A plane can be described using a point on the plane and a normal vector perpendicular to it.

$$A(x-x_0)+B(y-y_0)+C(z-z_0)=0$$

Plane From Point and Normal

Find the plane through $(1,2,3)$ with normal vector $\langle 2,-1,4\rangle$.

$$2(x-1)-1(y-2)+4(z-3)=0$$
$$2x-y+4z-12=0$$

Final answer: $2x-y+4z-12=0$.

Parametric Equations of a Line in 3D — CE Board

Write the parametric equations of the line passing through $P(2,\,-1,\,3)$ with direction vector $\vec{d} = \langle 1,\,4,\,-2\rangle$.
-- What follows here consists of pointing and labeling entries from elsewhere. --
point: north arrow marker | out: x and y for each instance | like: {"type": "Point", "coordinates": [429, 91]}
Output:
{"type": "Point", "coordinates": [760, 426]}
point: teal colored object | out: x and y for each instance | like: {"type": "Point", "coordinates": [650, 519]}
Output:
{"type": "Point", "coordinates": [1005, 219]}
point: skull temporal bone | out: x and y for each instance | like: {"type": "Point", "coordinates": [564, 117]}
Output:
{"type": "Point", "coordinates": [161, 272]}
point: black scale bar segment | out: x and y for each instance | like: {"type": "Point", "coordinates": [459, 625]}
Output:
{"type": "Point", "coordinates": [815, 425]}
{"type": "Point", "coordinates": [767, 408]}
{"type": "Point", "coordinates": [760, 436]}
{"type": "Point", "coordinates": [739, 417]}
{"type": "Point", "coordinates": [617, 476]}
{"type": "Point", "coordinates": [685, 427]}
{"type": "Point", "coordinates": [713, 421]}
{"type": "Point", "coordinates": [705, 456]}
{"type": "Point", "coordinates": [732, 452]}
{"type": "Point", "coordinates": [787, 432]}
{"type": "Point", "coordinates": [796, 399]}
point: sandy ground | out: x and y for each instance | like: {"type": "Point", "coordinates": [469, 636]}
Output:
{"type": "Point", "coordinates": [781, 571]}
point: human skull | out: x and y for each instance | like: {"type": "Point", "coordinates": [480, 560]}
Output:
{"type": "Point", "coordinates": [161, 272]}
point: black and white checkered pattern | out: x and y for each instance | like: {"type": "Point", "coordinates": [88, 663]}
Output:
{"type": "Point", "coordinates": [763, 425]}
A line in 3D through point $(x_0,y_0,z_0)$ with direction $\langle a,b,c\rangle$ is given by:

$$x = x_0 + at,\quad y = y_0 + bt,\quad z = z_0 + ct$$

Substituting:

$$x = 2 + t$$
$$y = -1 + 4t$$
$$z = 3 - 2t$$

These describe every point on the line as $t$ varies over all real numbers.

Plane Through Three Points — CE Board

Find the equation of the plane through the points $P_1(1,0,0)$, $P_2(0,2,0)$, and $P_3(0,0,3)$.

Form two vectors lying in the plane:

$$\vec{P_1P_2} = \langle -1,2,0\rangle,\qquad \vec{P_1P_3} = \langle -1,0,3\rangle$$

Find the normal via cross product:

$$\vec{n} = \vec{P_1P_2}\times\vec{P_1P_3} = \begin{vmatrix}\vec{i}&\vec{j}&\vec{k}\\-1&2&0\\-1&0&3\end{vmatrix} = \langle 6,\,3,\,2\rangle$$

Plane equation using point $P_1(1,0,0)$:

$$6(x-1)+3(y-0)+2(z-0)=0$$
$$\boxed{6x + 3y + 2z = 6}$$

Tip: Alternatively, use intercept form $\dfrac{x}{1}+\dfrac{y}{2}+\dfrac{z}{3}=1$ and multiply through by 6.

Problem: Parametric Line Through Two Points

Find parametric equations for the line through A(1, 2, 3) and B(4, 0, 5).

$$\vec d=B-A=\langle3,-2,2\rangle$$

Answer: $x=1+3t,\ y=2-2t,\ z=3+2t$.

Problem: Plane from Point and Normal

Find the plane through (2, -1, 4) with normal vector <3, 1, -2>.

$$3(x-2)+(y+1)-2(z-4)=0$$
$$3x+y-2z+3=0$$

Answer: The plane is $3x+y-2z+3=0$.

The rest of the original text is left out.